In dimension $3$, what is the right Lebesgue space $L^p_{loc}(\mathbb{R}^3)$ to which the function $\frac{1}{\vert x\vert}$ belongs?
There is a general rule that involves the dimension of $\mathbb{R}^n$, the function $\frac{1}{\vert x\vert^{\alpha}}$ and the right $L^p_{loc}(\mathbb{R}^n)$ to which $\frac{1}{\vert x\vert^{\alpha}}$ belongs?
On
The only problem is the origin. It is continuous, and therefore bounded everywhere else on any compact set not containing the origin.
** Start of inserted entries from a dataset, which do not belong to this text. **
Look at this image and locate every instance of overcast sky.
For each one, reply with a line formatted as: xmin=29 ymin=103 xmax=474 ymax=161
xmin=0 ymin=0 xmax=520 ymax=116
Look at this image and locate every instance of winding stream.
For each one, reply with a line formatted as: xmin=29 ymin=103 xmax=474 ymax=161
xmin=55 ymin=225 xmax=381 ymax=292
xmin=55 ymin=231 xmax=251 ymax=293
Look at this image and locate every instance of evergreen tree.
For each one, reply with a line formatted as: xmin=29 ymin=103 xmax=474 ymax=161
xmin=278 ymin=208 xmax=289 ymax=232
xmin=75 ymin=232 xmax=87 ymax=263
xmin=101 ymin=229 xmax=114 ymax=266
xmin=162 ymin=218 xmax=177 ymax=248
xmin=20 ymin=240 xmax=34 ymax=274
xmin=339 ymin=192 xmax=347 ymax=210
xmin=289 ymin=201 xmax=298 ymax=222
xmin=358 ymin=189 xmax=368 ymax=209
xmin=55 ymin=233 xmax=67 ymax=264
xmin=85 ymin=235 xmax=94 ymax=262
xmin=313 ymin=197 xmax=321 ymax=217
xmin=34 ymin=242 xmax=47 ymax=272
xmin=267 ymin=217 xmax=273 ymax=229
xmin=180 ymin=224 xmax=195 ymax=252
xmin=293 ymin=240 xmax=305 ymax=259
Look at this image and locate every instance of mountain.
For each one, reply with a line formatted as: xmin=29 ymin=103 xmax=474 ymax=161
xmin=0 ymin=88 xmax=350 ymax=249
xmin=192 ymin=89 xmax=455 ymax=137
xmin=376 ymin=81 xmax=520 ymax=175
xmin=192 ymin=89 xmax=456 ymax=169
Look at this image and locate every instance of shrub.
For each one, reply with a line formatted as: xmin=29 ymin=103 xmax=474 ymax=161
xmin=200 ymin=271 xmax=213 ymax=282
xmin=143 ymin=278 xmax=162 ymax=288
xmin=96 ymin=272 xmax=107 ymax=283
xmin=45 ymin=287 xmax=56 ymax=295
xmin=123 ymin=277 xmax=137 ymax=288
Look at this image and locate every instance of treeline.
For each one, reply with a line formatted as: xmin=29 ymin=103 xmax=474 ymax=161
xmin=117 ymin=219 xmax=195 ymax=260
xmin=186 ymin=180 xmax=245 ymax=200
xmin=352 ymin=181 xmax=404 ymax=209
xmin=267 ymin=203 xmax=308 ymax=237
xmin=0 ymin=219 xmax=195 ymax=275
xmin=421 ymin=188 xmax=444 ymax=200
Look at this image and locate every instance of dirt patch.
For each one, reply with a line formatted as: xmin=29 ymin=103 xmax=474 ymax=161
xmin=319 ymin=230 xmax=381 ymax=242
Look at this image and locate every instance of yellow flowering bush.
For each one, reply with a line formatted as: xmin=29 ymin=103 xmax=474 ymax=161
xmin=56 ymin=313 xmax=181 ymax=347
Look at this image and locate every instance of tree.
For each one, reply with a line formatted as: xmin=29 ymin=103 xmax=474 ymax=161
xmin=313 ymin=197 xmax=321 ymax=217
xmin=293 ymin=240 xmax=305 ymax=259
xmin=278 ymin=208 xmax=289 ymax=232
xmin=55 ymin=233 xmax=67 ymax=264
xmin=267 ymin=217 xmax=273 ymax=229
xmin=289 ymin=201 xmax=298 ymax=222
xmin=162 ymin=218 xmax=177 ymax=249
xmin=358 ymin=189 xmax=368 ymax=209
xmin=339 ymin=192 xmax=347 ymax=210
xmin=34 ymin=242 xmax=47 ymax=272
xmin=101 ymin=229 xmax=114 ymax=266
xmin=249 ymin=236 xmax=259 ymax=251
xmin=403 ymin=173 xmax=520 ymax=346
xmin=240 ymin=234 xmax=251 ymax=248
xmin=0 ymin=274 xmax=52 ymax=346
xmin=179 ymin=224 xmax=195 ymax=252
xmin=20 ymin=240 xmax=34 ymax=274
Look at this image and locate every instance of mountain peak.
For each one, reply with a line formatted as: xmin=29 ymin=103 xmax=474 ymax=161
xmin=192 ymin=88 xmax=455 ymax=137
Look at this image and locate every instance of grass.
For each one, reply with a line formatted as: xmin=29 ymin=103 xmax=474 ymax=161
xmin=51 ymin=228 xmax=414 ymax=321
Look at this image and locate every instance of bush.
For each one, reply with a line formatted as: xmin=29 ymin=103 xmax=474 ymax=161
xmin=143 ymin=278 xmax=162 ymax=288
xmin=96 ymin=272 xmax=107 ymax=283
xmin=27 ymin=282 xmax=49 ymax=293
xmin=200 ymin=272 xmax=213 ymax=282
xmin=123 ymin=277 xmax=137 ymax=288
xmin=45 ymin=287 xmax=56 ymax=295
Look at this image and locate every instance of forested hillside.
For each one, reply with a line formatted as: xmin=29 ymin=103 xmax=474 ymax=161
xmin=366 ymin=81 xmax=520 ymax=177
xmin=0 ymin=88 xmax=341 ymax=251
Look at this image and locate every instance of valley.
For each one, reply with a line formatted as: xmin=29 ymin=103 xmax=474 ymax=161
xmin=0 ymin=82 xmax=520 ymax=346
By a change of variable, we are interested in the $p$ for which the integral below exists, $$\int_{0}^{\rho} \int_{-\pi}^{\pi} \int_{0}^{2 \pi} \left( \frac{1}{r} \right)^{p} r^{2} \sin(\phi) d \theta d \phi dr$$ We find that whenever $p < 3$, this is, $$4 \pi \frac{\rho^{3-p}}{3-p}$$ And moreover, the integral doesn't exist when $3 \geq p$. And so $\frac{1}{|x|} \in {L_{loc}^{p}}(\mathbb{R}^{3})$ whenever $p<3$.
Let $B(0,1)$ denote the unit ball in $R^n$ and $\omega_n = |B(0,1)|$. Then the integral
$$ \int_{B(0,1)} \frac{1}{|x|^\alpha}dx = \omega_n\int_0^1 \frac{1}{r^\alpha}r^{n-1}dr = \omega_n\int_0^1\frac{1}{r^{\alpha-n+1}}dr $$
converges if and only if $\alpha-n+1<1$, i.e. $\alpha < n$.
From this you can deduce what you are interested in, namely that $\frac{1}{|x|^\alpha} \in L_{\rm loc}^p(\mathbb{R}^n)$ if and only if $\alpha p < n$.